Quantum physics claims the impossibility of touch between matter – in a way that when we hug some other person, our bodies are in fact very close but contact is non-existent. Quite frankly, we’re simply just ghosts.
We incommunicate between ourselves in incomprehensible languages and we are not able to touch anything. If on the one hand the only solution for an eternity of indifference seems to be resistance through union, on the other we know it to be impossible, a chimera we use to survive with the certainty of already being dead.

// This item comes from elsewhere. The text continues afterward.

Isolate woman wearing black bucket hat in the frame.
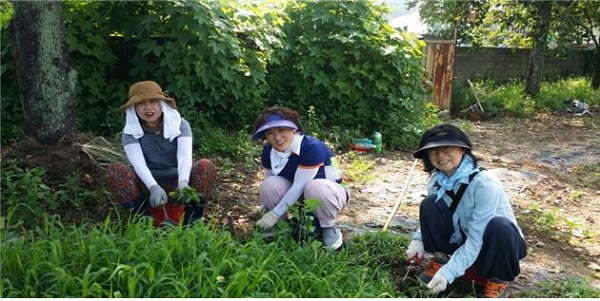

There seems to be a consensus in the scientific community about how, even after death, bodies keep responding to nervous stimuli – nothing further from dancing frog legs when you pour them with a bit of salt. The definition of the border between life and death thus becomes quite abstract and, if we want to take coherency until the end, we might as well just say that whatever will one day die should immediately be included in the category of ‘dead’. Therein lies the importance of the expression.

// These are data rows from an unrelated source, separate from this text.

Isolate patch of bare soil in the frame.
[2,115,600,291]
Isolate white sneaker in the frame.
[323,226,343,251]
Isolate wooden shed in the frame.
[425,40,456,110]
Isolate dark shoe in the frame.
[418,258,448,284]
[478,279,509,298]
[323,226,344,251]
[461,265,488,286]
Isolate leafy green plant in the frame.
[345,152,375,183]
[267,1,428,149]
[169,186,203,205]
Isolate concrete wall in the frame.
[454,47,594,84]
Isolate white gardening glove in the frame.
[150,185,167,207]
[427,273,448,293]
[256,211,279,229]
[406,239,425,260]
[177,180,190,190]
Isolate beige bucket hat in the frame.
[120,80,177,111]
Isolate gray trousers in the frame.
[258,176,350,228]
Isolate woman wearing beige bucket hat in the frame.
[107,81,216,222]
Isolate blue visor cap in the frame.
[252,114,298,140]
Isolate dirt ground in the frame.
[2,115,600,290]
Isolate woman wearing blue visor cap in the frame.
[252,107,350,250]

In nature there is no such thing as living beings, only dead beings roaming about chasing the stimuli they receive.
As a ghost I seek the company of other ghosts to soothe the emotional credit that keeps on stimulating me. A familiarity built in circular communion where every ghost is a centre of tension to which one recurrently goes back now and again, a wandering just as nostalgic as it is urgent. A slow processing of reality being decodified and personified in people and spaces.
“Um lugar é tão difícil de encontrar [A place – how difficult do find]”, Éme sings. And even though I do find more and more people and spaces filing up an idea of presence, I still feel as lonely and lost as always. The more I invest on my emotional wealth, the more I drown myself. Fortunes of emotion float on my account but my balance is as negative as it always is.

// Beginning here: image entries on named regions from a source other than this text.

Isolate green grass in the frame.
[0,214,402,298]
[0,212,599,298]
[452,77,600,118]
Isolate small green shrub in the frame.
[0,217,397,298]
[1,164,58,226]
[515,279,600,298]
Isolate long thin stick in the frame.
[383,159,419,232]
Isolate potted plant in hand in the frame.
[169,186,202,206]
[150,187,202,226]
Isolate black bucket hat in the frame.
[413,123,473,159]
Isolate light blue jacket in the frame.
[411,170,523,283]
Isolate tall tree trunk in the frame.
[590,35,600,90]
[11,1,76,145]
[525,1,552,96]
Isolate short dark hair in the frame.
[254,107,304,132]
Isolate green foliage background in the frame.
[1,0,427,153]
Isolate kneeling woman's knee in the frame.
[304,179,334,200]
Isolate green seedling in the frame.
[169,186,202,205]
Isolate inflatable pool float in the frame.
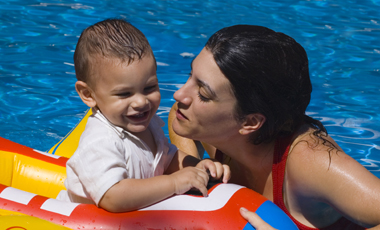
[0,112,297,230]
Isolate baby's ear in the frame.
[75,81,96,108]
[239,113,266,135]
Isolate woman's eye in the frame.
[198,92,211,102]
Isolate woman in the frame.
[169,25,380,230]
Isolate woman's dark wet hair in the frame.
[206,25,327,144]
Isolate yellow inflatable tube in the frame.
[48,109,92,158]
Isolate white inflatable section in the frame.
[139,184,244,211]
[0,187,36,205]
[41,199,79,216]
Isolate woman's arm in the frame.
[284,135,380,227]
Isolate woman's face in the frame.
[173,48,241,145]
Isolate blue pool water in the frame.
[0,0,380,177]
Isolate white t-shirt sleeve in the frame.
[67,138,128,205]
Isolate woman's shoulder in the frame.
[286,126,362,192]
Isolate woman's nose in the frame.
[131,94,149,109]
[173,84,192,105]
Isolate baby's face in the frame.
[93,55,161,133]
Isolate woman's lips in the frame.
[176,109,188,120]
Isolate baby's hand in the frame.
[195,159,231,183]
[170,167,209,197]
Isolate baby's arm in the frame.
[165,150,231,183]
[99,167,208,212]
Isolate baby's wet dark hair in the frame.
[74,19,153,84]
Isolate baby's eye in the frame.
[144,84,158,92]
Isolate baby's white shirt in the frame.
[57,109,177,205]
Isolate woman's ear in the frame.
[239,113,266,135]
[75,81,96,108]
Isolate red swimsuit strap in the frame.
[272,135,365,230]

I adore, and resort to, ghosts for the bits and pieces of potential lives they have. But what is life if not a collection of potential lives? The only ambition is being dragged, in slow-motion, in an unending story of an inner epical poem without any heroes. The urban stray amongst ghosts as the main tool for our daily survival.
Does a fly make the same effort while flying inside or outside of a tenth-floor window? What about on a twentieth floor? I feel I’m getting to thirtieth floor without even remembering if wouldn’t be easier to fly closer to the ground. The hope of one day finding an open window where I could just rest impels me to keep on going up – there is nothing below and I know that. Enough with Herzog’s penguin who decides to go towards the Antarctic mountains, there where death surely awaits him; but where at least, or at last, he manages to search for more hope than in the survival routine his species developed through generations on end.
Also he is a ghost.
Not so long ago, someone around me got amazed at the resilience and durability of the most disgraceful junkies without even noticing they too are no more dead or alive than we are. No matter how unpleasant and unwelcoming my changing reality may be, it nonetheless appeases me to keep on searching for flies seeking for a home.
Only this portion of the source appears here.